Erste Folge: Das Testspiel gegen den Niederrhein-Oberligisten 1. FC Mönchengladbach an diesem Samstag musste abgesagt werden. „Das ist bitter für uns, aber natürlich auch für den Gegner, dem wir zwar nicht erst gestern, aber doch kurzfristig absagen mussten. Und für die Mannschaft, die hätte spielen können, ist sowas natürlich immer besonders übel. Aber wir hatten tatsächlich keine andere Möglichkeit.“

Hintergrund ist, dass der ASC sein Vorbereitungsspiel gegen SV Sodingen am Dienstag gleich mit vier danach angeschlagenen Spielern beendete. „Das hätte bedeutet, dass wir gegen Mönchengladbach nur 13 Feldspieler zur Verfügung gehabt hätten. Und dass Risiko, dass sich eine Woche vor Saisonstart auch von denen noch einer verletzt, war uns einfach zu groß“, sagt der Trainer.

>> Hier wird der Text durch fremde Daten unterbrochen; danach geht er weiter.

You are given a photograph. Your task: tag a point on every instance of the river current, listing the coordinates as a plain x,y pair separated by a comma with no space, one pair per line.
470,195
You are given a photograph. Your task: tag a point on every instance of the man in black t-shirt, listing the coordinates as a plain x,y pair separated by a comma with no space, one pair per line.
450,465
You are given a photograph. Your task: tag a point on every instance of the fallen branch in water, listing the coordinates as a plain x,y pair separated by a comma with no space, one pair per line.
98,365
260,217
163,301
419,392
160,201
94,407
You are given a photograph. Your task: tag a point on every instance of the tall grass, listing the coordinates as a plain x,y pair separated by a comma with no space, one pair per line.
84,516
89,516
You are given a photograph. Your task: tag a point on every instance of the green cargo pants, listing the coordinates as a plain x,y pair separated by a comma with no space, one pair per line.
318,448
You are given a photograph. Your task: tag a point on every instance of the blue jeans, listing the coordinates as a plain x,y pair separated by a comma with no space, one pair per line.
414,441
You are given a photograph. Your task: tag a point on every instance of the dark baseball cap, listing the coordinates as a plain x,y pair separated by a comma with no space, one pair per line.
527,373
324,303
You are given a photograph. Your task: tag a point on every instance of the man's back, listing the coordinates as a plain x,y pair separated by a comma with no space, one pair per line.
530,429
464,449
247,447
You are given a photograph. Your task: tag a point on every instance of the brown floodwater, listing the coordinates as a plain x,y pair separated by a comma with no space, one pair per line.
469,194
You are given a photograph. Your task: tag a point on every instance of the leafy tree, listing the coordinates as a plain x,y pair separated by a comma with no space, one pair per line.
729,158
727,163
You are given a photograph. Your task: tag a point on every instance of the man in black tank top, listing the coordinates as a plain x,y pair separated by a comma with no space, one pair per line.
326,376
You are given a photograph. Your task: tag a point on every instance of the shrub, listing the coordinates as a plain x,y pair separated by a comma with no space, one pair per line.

Die Liste der Verletzten oder zumindest gerade nicht einsatzfähigen Akteure beim ASC ist lang. Florian Rausch fällt wegen einer Operation am Meniskus schon länger aus.

Der Trainer hofft, dass Maxi Podehl (Bild am Ball) bis zum Ligaauftakt wieder einsatzbereit ist. © Stephan Schütze © Stephan Schütze

Hinzu kommen jetzt die Vier, die in Sodingen nicht verletzungsfrei blieben: Maximilian Podehl zog sich eine Leistenzerrung zu. Das gleiche Schicksal ereilte Mike Schäfer. Auch er laboriert nun an einer Zerrung. Luis Weiß musste bereits in der 13. Minute das Feld mit einem Muskelfaserriss verlassen. Said Dahoud spielte zwar in Sodingen noch durch, konnte aber am Donnerstag nicht mehr mittrainieren, weil die Achillessehne die Belastung vom Dienstag nicht gut verkraftet hatte.

Schon seit gut zwei Wochen fehlt Lars Warschewski, der ebenfalls einen Muskelfaserriss auskuriert. Zudem ist Barabaros Inan nicht fit. Ihn plagen Rückenprobleme. Außer Gefecht gesetzt ist schließlich auch Danielle Werlein. Eine Fußverletzung entpuppte sich zwar letztlich nicht als Bruch. Doch auch die Folgen der starken Prellung setzten ihn schließlich außer Gefecht. „Das wird sich auch noch etwas ziehen“, sagt Kotziampassis.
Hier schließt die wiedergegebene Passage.